Claudine Schmuck, founder of the Gender Scan survey, joins us live in the WE23 Podcast Studio to share the latest data on the gender balance in STEM across the globe.
In conversation with FY24 SWE President Alexis McKittrick, Schmuck sheds light on the challenges and opportunities faced by women engineers worldwide.
She also shares data-driven practical steps to foster inclusivity in STEM at both the individual and policy levels.
Speaker: Claudine Schmuck
Claudine Schmuck is the founder and managing director of Global Contact, which provides management consulting to CEOs and decision-makers with a focus on innovation, NTIC and change management.
Since 2008, Global Contact has conducted Gender Scan, a global survey on gender balance in STEM.
Ms. Schmuck has worked with the Cabinet of the Ministry of Industry, Research and Trade in France and McKinsey Consulting in New York, and she has taught NTIC at the CELSA Paris IV Sorbonne.

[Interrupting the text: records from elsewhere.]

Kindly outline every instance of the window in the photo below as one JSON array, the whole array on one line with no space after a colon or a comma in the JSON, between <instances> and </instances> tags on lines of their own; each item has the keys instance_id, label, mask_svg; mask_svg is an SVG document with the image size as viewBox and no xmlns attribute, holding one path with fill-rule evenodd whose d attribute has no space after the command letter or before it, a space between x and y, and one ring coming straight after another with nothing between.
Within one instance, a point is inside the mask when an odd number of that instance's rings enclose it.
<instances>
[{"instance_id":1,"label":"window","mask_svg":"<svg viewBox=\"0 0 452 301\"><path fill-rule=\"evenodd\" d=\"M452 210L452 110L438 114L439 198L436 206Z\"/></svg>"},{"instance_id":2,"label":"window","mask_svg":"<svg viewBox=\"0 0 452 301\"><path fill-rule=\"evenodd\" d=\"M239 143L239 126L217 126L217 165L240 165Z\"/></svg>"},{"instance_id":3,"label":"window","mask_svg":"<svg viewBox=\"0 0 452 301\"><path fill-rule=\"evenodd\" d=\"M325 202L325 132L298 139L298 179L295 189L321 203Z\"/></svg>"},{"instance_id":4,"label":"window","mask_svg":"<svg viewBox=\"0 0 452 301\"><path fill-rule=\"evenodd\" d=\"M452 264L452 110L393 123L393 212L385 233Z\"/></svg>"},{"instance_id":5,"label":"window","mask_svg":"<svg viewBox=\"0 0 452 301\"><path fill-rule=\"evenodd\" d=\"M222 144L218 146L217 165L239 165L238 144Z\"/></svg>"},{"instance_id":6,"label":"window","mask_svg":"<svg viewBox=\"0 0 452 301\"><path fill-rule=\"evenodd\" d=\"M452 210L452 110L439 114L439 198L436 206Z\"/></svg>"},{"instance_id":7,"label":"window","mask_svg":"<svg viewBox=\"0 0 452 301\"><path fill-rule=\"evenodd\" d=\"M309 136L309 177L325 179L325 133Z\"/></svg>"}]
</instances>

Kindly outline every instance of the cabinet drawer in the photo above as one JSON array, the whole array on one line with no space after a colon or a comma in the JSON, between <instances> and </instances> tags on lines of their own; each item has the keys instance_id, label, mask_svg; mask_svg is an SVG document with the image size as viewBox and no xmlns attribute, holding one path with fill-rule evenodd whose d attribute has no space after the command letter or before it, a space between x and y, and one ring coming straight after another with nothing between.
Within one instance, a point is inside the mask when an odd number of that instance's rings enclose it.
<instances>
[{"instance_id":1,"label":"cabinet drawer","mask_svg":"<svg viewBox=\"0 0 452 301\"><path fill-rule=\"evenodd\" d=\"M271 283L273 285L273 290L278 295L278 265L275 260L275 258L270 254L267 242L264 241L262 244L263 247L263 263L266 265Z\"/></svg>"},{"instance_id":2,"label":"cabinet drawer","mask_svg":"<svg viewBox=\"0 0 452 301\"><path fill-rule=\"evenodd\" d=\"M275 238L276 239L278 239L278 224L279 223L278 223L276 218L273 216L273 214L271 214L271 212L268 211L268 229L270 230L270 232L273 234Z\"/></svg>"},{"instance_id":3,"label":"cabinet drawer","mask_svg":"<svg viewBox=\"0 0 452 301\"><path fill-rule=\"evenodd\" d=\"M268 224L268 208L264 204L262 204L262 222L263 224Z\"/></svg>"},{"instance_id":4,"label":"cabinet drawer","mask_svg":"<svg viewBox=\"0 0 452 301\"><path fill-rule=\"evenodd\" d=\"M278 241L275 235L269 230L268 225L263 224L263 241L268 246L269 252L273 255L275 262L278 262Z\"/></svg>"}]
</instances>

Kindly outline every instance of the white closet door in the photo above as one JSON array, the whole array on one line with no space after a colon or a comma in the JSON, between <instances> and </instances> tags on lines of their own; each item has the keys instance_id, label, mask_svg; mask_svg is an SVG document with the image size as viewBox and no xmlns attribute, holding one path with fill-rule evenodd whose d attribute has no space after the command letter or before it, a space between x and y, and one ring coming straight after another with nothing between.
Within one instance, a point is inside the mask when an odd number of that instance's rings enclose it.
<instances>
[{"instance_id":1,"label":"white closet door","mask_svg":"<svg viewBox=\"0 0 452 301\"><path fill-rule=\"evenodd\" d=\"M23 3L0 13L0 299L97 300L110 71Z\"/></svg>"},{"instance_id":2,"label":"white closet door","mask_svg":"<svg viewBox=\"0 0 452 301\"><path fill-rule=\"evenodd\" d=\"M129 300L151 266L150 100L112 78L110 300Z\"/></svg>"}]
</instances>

She is the author of two books: Introduction of Multimédia (1995) and Women in STEM disciplines (2017). Ms. Schmuck is the president of Science Po NTIC professional group and founding member of European Professional Women Network, European Women in Leadership.
Host: Alexis McKittrick, FY24 SWE President
Alexis McKittrick, Ph.D., a Society of Women Engineers 20-plus year and life member, has served as a volunteer leader in the organization for more than 15 years, holding roles that span all facets of the Society.

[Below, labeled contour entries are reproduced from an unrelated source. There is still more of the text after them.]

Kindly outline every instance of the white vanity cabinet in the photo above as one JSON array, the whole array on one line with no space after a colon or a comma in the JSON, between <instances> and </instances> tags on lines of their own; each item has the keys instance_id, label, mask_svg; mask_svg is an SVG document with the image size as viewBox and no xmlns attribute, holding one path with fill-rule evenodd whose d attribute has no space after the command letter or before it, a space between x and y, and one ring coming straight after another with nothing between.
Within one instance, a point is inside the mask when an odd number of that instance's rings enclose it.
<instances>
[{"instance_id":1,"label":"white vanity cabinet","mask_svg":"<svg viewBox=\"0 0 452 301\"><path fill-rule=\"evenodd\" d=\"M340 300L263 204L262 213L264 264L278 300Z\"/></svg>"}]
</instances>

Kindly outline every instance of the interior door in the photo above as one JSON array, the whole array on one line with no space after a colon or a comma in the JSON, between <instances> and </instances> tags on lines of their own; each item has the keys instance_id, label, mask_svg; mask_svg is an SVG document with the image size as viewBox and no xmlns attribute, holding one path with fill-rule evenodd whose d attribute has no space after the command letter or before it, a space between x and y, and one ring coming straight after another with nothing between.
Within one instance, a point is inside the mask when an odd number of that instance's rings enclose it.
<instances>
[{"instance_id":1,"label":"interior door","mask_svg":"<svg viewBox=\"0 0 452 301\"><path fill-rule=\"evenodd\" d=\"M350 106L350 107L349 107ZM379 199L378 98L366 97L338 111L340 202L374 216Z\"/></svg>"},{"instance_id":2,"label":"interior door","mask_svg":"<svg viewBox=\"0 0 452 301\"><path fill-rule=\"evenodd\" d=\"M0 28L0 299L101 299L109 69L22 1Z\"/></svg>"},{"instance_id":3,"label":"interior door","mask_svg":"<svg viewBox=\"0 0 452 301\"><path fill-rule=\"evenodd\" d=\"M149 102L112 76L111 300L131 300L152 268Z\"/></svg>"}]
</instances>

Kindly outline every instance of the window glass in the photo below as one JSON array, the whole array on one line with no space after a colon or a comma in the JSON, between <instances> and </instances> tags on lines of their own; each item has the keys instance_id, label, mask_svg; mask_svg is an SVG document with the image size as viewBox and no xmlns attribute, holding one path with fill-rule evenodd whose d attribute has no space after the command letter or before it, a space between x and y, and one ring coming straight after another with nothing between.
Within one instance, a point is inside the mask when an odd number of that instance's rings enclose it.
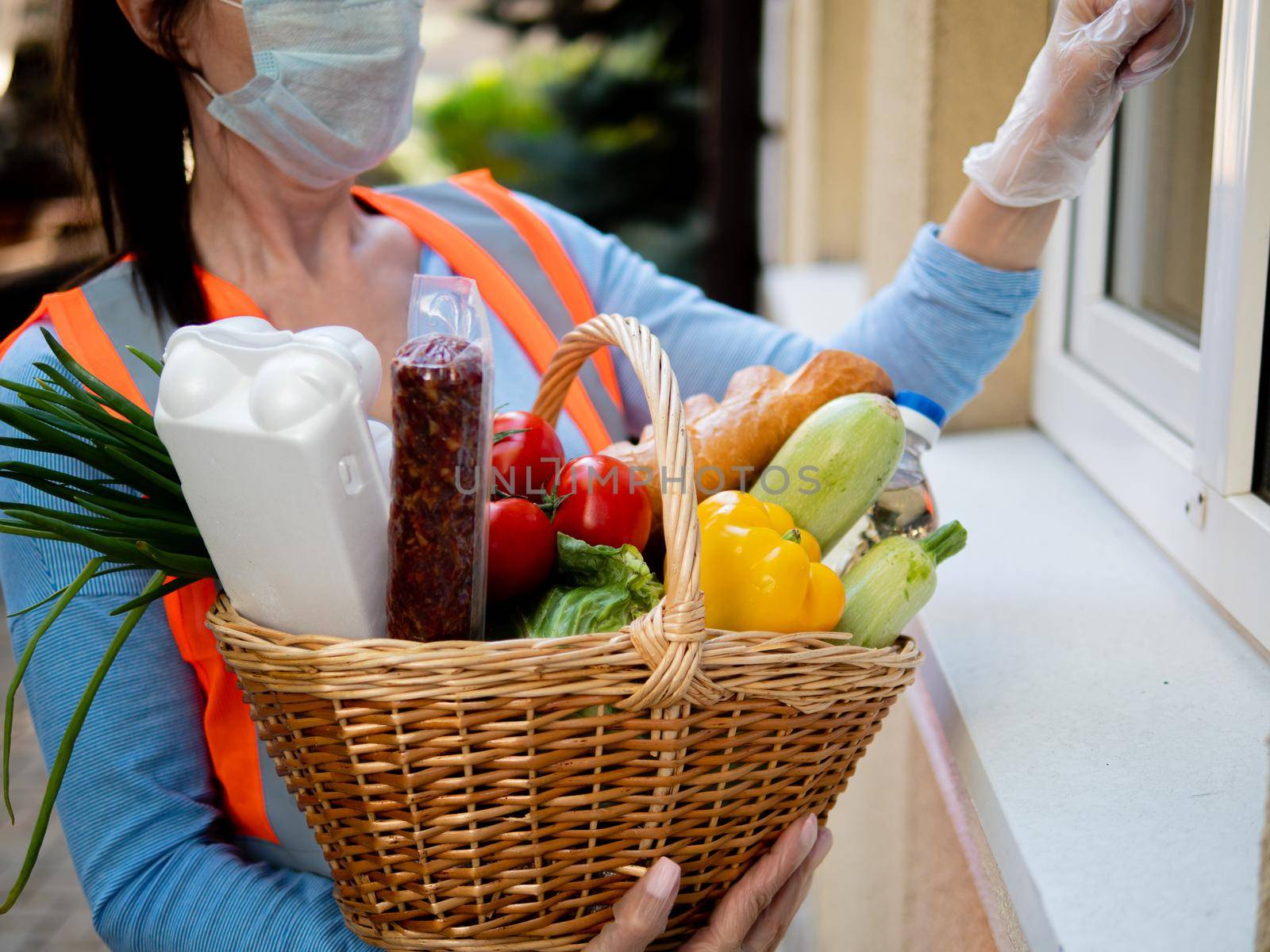
<instances>
[{"instance_id":1,"label":"window glass","mask_svg":"<svg viewBox=\"0 0 1270 952\"><path fill-rule=\"evenodd\" d=\"M1186 55L1130 90L1115 141L1107 293L1199 343L1222 4L1195 5Z\"/></svg>"},{"instance_id":2,"label":"window glass","mask_svg":"<svg viewBox=\"0 0 1270 952\"><path fill-rule=\"evenodd\" d=\"M1257 401L1252 491L1270 503L1270 293L1266 294L1266 324L1261 331L1261 399Z\"/></svg>"}]
</instances>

Prior to being elected president, Dr. McKittrick served as president-elect and spent two terms on SWE’s board of directors, including serving as secretary and leading the senate as speaker. Highlights from her other SWE leadership roles include chairing two committees; serving on two governance task forces; and serving as governor of the Mid-Atlantic Region.
Dr. McKittrick is currently a program manager in the U.S. Department of Energy (DOE) Geothermal Technologies Office. She serves on the SWE board of directors in her personal capacity.
Prior to joining the DOE, Dr. McKittrick served as a senior researcher at the IDA Science and Technology Policy Institute in Washington, D.C., where she conducted nonpartisan research and analysis for the White House Office of Science and Technology Policy and various federal agencies. She also worked in the U.S. Environmental Protection Agency’s Climate Change Division, focusing on greenhouse gas analysis and policy for the oil and gas, chemicals, and semiconductor sectors.
Dr. McKittrick holds a Ph.D. in chemical engineering from the Georgia Institute of Technology and a B.S. in chemical engineering from the University of Maryland, Baltimore County, where she was a Meyerhoff Scholar.
In 2014, she was presented with the D.C. Council of Engineering and Architectural Societies’ Young Engineer of the Year Award and received SWE’s Emerging Leader Award in 2019.